Buddha called the way we usually look at, and live, our lives an ‘illusion’, J.Krishnamurti called it ‘image’, Adyashanti described it as ‘virtual reality’, and Villoldo actually called it ‘a story’. So does Charles Eisenstein who explains in Chapter VII-10 of his book how we are not victims, but creators of our fate; how there is no inescapable coercion, just surrender to stories; and how language, which is a story in itself, partakes in shaping the story of your life:
Even naming these stories and observing them in operation already makes them less powerful. However, I have found it useful to deliberately undo them through the way I speak to myself and others. We can use words in ways that deny the stories that enslave us, and thus accelerate our freedom. For example, Marshall Rosenberg suggests rephrasing every “have to” sentence as “I choose to… because…”
Here is a personal example. I used to say, “Even though I hate it, I have to give grades.” When I rephrased it as “I choose to give grades because I am afraid I will lose my job if I don’t,” everything became much clearer. I realized that my job was much less important to me than my sense of integrity, which for me personally was violated by giving grades, and so I decided to leave academia. By thinking in terms of “have to” we surrender our power. The very words carry within them an assumption of powerlessness.
As I wrote in earlier essays, a gun to your head does not imply being unrejectably forced to do as you’re told. With or without that gun, you still have all the choices in the world, as long as you are willing to take the consequences. And please don’t ridicule my words there: it doesn’t mean you are to making stupid decisions in a dangerous situation. It just means you are free to do whatever fits into your value system, your story, if you are aware of that story. The less fear you have of forces threatening to overpower you, the more freedom there is for you, up to the point where there is no coercion at all.
You do not have to believe in the shamanic concept of physical-reality alteration by forces of the psyche to actually shape your personal reality the way it suits you best – although such forces might have an impact, who knows.
Unluckily most of the people I have been talking to hardly understand the concept or even reject it, and I could feel the underlying fear. People speak of freedom, individuality, and the power of love, yet don’t trust it much. And why would they, having been raised under a system where there is such a huge background fear, a survival angst about not fitting in with all the others, losing their job, losing their livelihood, sometimes even physical hurt. How would you not feel threatened and coerced into doing things you don’t like, such as working a degrading job, watching your back, and giving into all sorts of constraints.
The fact is: this is just one story to live by. If you equate an external attempt of force to a reaction of yours, then this story will shape your experience of reality, your life. The threat then, of course, feels very real. But as countless individuals have proven, other ways are possible. With the number of choices available to you, increasing by the degree you free yourself from unconsciously lived-by stories, life becomes better. By better I mean satisfying and fulfilled, as you then tend to make ever more choices by yourself, out of free will, instead of being forced to obey, subordinate, follow, give in, which equals to living someone else’s life. If you take the freedom of living a story where there is no irresistible pressure creates even more freedom. Freedom from (particularly fear), and freedom to (create your reality).

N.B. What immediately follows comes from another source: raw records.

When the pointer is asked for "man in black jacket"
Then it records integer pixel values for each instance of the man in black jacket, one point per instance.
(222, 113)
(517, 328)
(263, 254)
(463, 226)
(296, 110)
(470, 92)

Living by the story of Western civilization, on the other hand, resembles being hunted down by all sorts of predators, getting driven from one crisis into another, until you eventually get trapped and die. You may even be lucky enough to count as one of the predators; but as long as you are unaware of survival-of-the-fittest being just a story – the story of our culture – you are a slave chained to a story like all the others. Gandhi put it best when he asked, “Don’t hate your oppressors. They need liberation, just like you.”